Jerry tried to force my niece to let him do Mike's eulogy instead of me. I refused. I knew Mike better than anyone. No one was taking that from me. He couldn't afford to come out to the funeral in the end but his telling, not asking, my niece that he was doing the eulogy instead of me was pushing me towards cutting him off completely. Reid has told me he was furious that I did the eulogy. I finally blocked him from my Facebook and showed Reid how to do the same. I don't need his smart ass stress. I have had to literally save Reid's life six times since January. You know the famous saying "Revenge is a dish best served cold"? During the Hell of Mike's death Jerry's Conservative "friends" that he always bragged about were treating him like dirt. Daily Kos made me a Community Quilt.
I have come close to leaving Daily Kos many times. I have had individuals follow my Street Prophets diaries and mock my beliefs and me for actually having beliefs. In fact it was Ojibwa making me an Administrator over on Street Prophets that made me stay. I now had an obligation to stay here that was more than writing the Thursday Coffee Hour and Sunday All Day Brunch. After all Ojibwa blessed my Community Quilt so if he had the faith that I would be a good Administrator I wasn't going to disappoint him. And don't think my friend that I didn't know exactly what you were doing. I may only be part Cherokee but I understood what your cleaver Native American mind was up to and in case I have said it recently "thank you." You got your wish and I stayed.

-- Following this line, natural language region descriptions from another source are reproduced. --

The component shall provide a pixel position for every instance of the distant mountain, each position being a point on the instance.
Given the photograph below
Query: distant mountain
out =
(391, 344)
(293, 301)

I have put up with nasty bullies here but I'm not going to name names. The meta wars and screaming at each other and the vitriol has driven me away more than once. There are Front Page writers I will not read because they raise trigger points that can cause me to flash back to fear from being abused and frightened.
What people need to realize is that while you may be safe and hidden behind your screen names and your computer, your words are not. They can be weapons. When you throw insults and hate out in comments and diaries you cannot know what will be a trigger to someone trying to heal from bullying, fear, and pain. That insult you are hurling may not reach your intended victim. It may hit that one innocently walking just ahead. It may trigger the way someone accidentally getting in front of me with their shoulder blocking the door. My ex did that all the time to make sure I knew I wasn't allowed to leave without his permission. He did it until the day I grabbed my cell phone and called the police.
If you are that angry walk away. Write but don't send. Reread and rewrite or delete. Don't be a part of the bullying. Don't contribute to fear. Don't inflict any pain. Don't take the chance that the innocent will be the victim of your momentary anger.